Users urged to patch Adobe Flash as soon as possible after discovery of a new vulnerability
Internet users are being urged to patch their web browsers as soon as possible after the discovery of a new “weaponised exploit” in Adobe’s Flash player.
The issue should not affect users of Google’s Chrome or Microsoft Internet Explorer (10 and 11), but users of the older versions of IE, Mozilla Firefox, Apple Safari and Opera should immediately download the latest patch from Adobe.
The vulnerability was discovered by Google security engineer Michele Spagnuolo, who is based in Switzerland.
Spagnuolo apparently informed Adobe of the vulnerability, and they rapidly issued an updated version of Adobe Flash Player. He also informed Google, YouTube, Twitter, Instagram, Tumblr and eBay, as their domains are thought to be vulnerable to this exploit.
“I present Rosetta Flash, a tool for converting any SWF file to one composed of only alphanumeric characters in order to abuse JSONP endpoints, making a victim perform arbitrary requests to the domain with the vulnerable endpoint and exfiltrate potentially sensitive data, not limited to JSONP responses, to an attacker-controlled site,” wrote Spagnuolo. “This is a CSRF bypassing Same Origin Policy.”

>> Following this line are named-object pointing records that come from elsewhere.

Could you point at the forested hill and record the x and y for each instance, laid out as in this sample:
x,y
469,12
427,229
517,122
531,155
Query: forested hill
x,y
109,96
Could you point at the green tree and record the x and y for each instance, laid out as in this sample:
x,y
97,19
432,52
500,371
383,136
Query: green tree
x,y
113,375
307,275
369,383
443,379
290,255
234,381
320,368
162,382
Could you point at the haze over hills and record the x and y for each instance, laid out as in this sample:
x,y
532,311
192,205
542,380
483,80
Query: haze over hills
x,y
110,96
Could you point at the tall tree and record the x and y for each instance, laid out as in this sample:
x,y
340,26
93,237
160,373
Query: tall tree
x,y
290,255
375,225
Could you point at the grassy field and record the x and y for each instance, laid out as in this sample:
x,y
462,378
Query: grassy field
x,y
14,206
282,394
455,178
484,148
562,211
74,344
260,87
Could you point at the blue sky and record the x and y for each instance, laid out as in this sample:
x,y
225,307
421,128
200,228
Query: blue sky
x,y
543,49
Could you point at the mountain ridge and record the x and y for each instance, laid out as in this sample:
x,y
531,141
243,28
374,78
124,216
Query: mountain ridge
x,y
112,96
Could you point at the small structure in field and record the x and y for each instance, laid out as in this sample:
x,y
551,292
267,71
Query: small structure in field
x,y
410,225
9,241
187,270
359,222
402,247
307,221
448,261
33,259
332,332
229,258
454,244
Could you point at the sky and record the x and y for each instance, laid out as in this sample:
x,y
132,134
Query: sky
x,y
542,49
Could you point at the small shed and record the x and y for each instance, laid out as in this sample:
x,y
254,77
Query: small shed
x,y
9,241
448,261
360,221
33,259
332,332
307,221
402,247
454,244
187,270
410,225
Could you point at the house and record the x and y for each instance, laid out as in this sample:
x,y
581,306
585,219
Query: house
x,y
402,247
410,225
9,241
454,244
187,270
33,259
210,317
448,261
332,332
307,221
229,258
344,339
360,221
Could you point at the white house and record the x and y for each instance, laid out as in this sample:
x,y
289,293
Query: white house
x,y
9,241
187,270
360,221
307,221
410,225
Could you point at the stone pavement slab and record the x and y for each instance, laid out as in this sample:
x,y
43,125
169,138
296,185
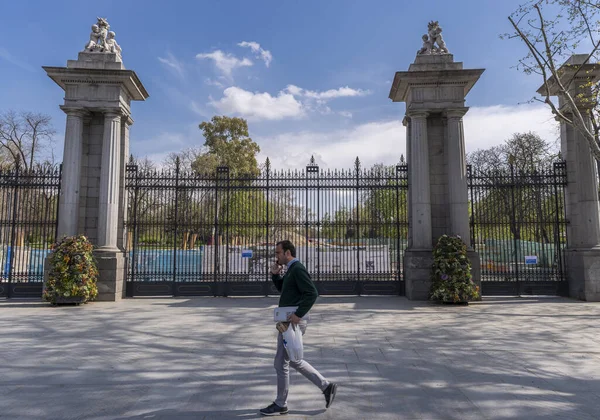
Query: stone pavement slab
x,y
212,358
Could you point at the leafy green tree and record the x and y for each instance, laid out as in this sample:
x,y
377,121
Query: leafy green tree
x,y
227,143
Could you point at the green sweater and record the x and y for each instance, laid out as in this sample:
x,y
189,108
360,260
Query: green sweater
x,y
297,289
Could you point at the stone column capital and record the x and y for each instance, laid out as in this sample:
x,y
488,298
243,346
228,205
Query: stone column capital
x,y
127,120
456,112
75,111
418,113
112,113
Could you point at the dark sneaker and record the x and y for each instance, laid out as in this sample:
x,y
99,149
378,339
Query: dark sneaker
x,y
330,394
273,410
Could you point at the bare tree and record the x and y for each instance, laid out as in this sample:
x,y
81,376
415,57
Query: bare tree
x,y
24,137
554,30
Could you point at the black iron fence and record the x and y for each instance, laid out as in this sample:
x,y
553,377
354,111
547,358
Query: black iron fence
x,y
28,221
214,233
519,229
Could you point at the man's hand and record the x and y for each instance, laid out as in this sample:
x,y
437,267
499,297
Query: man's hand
x,y
276,268
293,318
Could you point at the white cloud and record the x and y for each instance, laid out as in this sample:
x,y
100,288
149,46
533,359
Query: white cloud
x,y
490,126
258,106
385,141
225,62
373,142
328,94
265,55
292,102
210,82
173,64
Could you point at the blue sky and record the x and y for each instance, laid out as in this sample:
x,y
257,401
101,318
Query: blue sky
x,y
317,85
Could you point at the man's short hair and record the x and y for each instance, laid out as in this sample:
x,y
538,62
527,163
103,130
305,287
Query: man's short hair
x,y
287,246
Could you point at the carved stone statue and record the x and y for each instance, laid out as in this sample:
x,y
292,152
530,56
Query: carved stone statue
x,y
433,37
426,49
94,39
111,44
101,40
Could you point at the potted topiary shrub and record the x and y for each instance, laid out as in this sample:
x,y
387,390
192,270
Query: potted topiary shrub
x,y
451,272
72,272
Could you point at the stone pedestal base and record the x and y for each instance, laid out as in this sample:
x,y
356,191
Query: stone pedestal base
x,y
475,269
417,272
583,273
111,279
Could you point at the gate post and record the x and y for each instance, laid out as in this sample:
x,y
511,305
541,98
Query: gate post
x,y
434,90
98,94
582,206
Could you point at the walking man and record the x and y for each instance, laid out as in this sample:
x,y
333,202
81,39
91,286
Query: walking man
x,y
297,289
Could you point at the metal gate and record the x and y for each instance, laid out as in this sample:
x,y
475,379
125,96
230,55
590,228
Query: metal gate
x,y
28,222
214,234
519,229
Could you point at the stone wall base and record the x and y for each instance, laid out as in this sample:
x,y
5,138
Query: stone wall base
x,y
111,279
417,274
583,273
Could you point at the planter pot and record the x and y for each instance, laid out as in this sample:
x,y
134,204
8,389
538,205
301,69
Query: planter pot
x,y
71,300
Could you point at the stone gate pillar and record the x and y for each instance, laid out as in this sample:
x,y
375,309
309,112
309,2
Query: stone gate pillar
x,y
98,94
582,206
434,90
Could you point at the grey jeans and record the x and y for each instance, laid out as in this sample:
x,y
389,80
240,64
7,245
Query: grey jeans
x,y
282,367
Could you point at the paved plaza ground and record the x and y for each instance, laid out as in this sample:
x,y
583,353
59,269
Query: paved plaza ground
x,y
211,358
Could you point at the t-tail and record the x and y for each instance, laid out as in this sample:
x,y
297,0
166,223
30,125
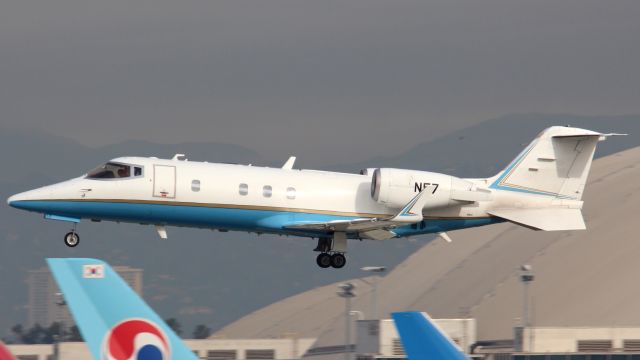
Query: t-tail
x,y
114,321
543,186
423,339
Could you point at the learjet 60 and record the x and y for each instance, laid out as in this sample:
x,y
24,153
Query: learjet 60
x,y
540,189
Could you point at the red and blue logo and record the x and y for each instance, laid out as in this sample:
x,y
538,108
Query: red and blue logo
x,y
136,339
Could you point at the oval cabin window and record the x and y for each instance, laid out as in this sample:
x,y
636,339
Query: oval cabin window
x,y
195,185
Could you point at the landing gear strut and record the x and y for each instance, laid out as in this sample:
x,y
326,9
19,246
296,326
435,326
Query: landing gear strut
x,y
72,239
332,251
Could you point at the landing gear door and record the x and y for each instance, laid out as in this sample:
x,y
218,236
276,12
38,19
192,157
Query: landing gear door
x,y
164,181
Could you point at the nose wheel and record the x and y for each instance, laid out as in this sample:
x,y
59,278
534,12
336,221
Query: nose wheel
x,y
72,239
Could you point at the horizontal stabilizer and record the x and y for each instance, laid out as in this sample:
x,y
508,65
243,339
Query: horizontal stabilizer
x,y
550,219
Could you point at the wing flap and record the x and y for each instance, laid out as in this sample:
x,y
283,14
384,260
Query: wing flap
x,y
551,219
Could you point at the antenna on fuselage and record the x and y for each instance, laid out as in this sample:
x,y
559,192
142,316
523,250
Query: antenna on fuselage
x,y
289,164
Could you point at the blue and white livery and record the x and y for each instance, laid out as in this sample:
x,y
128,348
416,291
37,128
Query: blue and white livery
x,y
541,189
422,339
114,321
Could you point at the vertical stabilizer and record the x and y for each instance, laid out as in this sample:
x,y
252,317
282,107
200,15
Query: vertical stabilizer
x,y
423,339
555,164
5,354
113,320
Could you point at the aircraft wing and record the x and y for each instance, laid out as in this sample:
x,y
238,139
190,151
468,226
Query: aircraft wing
x,y
373,228
370,228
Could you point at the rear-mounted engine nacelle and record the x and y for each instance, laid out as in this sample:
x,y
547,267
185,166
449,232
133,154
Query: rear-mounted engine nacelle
x,y
396,187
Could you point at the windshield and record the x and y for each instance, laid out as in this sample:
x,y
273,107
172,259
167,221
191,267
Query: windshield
x,y
113,171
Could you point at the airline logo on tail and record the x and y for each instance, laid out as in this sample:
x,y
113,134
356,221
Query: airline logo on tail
x,y
136,339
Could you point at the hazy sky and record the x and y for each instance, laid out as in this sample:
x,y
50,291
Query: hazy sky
x,y
323,79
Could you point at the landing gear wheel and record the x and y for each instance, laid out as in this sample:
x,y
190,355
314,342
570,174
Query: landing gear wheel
x,y
323,260
338,261
72,239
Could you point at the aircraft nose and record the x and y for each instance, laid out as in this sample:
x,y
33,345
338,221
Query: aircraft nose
x,y
13,200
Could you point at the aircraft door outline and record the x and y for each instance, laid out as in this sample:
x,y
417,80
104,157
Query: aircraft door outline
x,y
164,181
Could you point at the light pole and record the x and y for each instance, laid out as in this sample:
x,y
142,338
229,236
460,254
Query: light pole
x,y
59,337
346,291
526,277
374,285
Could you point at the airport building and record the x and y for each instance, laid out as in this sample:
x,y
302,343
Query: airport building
x,y
44,301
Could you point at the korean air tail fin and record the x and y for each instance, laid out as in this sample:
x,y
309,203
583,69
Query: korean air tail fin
x,y
556,164
5,354
113,320
423,339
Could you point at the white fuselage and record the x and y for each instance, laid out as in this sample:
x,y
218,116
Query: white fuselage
x,y
238,197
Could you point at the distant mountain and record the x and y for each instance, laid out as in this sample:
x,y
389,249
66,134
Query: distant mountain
x,y
200,276
485,149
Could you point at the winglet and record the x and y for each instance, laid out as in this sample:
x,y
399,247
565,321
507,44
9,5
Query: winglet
x,y
289,164
110,315
412,212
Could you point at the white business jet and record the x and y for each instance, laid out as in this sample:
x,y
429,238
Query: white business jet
x,y
540,189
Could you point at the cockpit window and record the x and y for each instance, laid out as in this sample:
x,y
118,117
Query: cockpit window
x,y
114,171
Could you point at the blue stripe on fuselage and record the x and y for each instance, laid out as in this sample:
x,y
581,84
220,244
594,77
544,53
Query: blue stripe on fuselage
x,y
271,221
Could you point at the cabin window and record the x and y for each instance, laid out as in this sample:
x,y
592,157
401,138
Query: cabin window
x,y
195,185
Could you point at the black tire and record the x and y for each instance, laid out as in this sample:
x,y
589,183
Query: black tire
x,y
323,260
338,261
72,239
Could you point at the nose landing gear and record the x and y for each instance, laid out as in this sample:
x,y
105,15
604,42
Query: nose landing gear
x,y
72,239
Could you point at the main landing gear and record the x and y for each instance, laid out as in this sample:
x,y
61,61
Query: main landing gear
x,y
332,251
72,239
325,260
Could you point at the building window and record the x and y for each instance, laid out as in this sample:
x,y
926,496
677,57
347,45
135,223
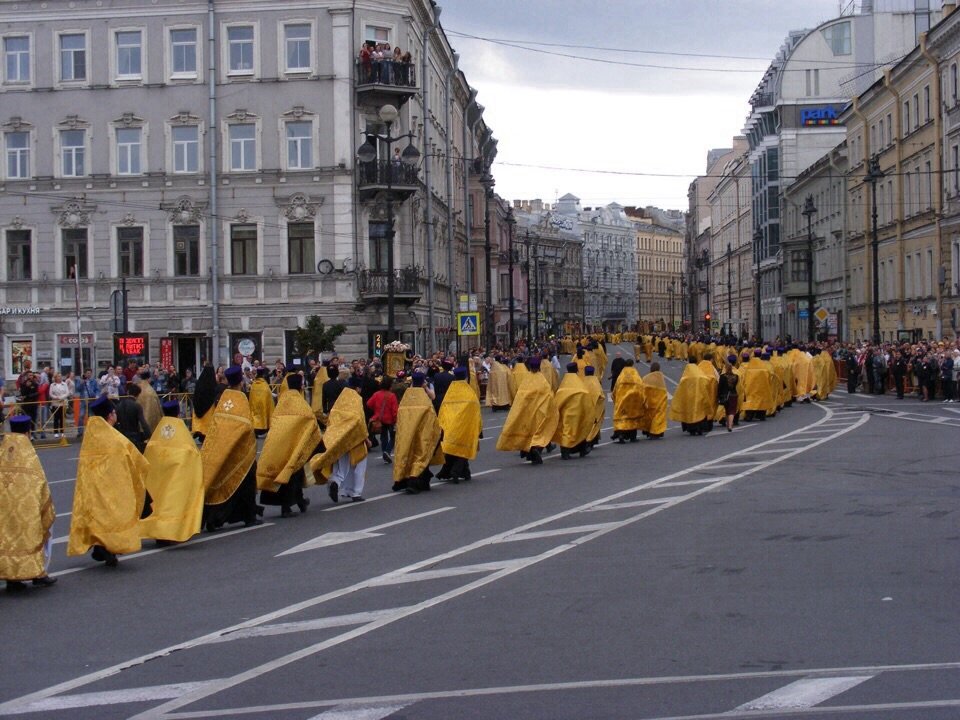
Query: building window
x,y
299,145
18,155
130,251
16,56
73,57
128,150
297,47
300,245
183,52
243,249
378,246
19,249
75,252
243,147
186,250
838,38
240,44
73,151
186,149
129,55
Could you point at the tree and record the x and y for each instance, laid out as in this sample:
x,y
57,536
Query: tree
x,y
316,338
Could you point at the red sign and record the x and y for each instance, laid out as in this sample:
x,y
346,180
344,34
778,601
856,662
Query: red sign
x,y
166,352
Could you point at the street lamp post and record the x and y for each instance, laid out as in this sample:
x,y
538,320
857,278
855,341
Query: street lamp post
x,y
757,240
367,153
874,173
809,210
511,221
487,182
729,290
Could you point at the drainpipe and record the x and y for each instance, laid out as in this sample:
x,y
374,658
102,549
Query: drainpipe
x,y
428,161
214,224
448,120
938,174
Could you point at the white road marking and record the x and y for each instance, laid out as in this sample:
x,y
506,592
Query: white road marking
x,y
556,532
338,538
109,697
373,712
804,693
666,681
636,503
163,711
308,625
145,553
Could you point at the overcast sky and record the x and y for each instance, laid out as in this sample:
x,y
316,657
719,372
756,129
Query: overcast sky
x,y
671,79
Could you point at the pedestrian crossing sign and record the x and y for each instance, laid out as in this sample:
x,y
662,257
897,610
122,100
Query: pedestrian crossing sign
x,y
468,324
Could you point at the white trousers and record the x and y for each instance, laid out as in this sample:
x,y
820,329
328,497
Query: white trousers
x,y
350,478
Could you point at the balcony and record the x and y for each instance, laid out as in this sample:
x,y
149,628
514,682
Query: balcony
x,y
372,286
386,81
378,176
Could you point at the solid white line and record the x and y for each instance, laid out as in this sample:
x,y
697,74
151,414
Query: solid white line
x,y
145,553
373,712
109,697
335,621
804,693
564,687
556,532
162,710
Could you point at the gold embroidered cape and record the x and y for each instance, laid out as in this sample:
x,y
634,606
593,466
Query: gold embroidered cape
x,y
533,417
346,433
230,448
26,510
459,419
109,493
418,435
175,483
294,435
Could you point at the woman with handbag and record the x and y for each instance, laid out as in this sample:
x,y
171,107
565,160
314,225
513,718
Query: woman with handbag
x,y
383,421
727,394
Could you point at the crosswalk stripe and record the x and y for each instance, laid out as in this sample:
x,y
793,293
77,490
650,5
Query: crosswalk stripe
x,y
804,693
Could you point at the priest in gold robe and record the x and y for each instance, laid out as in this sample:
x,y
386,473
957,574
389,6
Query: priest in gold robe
x,y
174,481
418,439
654,403
576,411
109,494
599,403
628,404
261,402
294,436
229,456
26,510
460,428
533,417
148,400
499,395
342,460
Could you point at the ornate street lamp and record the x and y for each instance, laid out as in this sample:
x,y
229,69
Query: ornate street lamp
x,y
410,156
874,173
809,210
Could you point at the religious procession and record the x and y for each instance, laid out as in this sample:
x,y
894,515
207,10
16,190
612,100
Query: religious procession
x,y
143,473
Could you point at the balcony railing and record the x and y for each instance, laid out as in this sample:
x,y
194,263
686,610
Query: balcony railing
x,y
372,284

“High profile Google domains (accounts.google.com, www.books., maps., etc.) and YouTube were vulnerable and have been recently fixed,” wrote Spagnuolo. “Twitter, Instagram, Tumblr, Olark and eBay still have vulnerable JSONP endpoints at the time of writing this blog post.
Adobe, Google and Twitter have apparently responded and issued fixes. Spagnuolo will present his Rosetta Flash research in October at the Hack In The Box conference in Malaysia.
“Rosetta Flash leverages zlib, Huffman encoding and ADLER32 checksum bruteforcing to convert any SWF file to another one composed of only alphanumeric characters, so that it can be passed as a JSONP callback and then reflected by the endpoint, effectively hosting the Flash file on the vulnerable domain,” wrote Spagnuolo.
Adobe has released a new version of Flash Player, and it’s important that everyone with a vulnerable computer applies the update at the earliest opportunity,” wrote security pundit Graham Cluley.
Cluley also warned people to be aware that Adobe is trying to “foist on users” the McAfee Security Suite, when they download the updated Flash player.
“It’s the kind of dirty trick that you would expect from a scam site, and it’s always disappointing to see the likes of Adobe and McAfee attempting it too,” he wrote.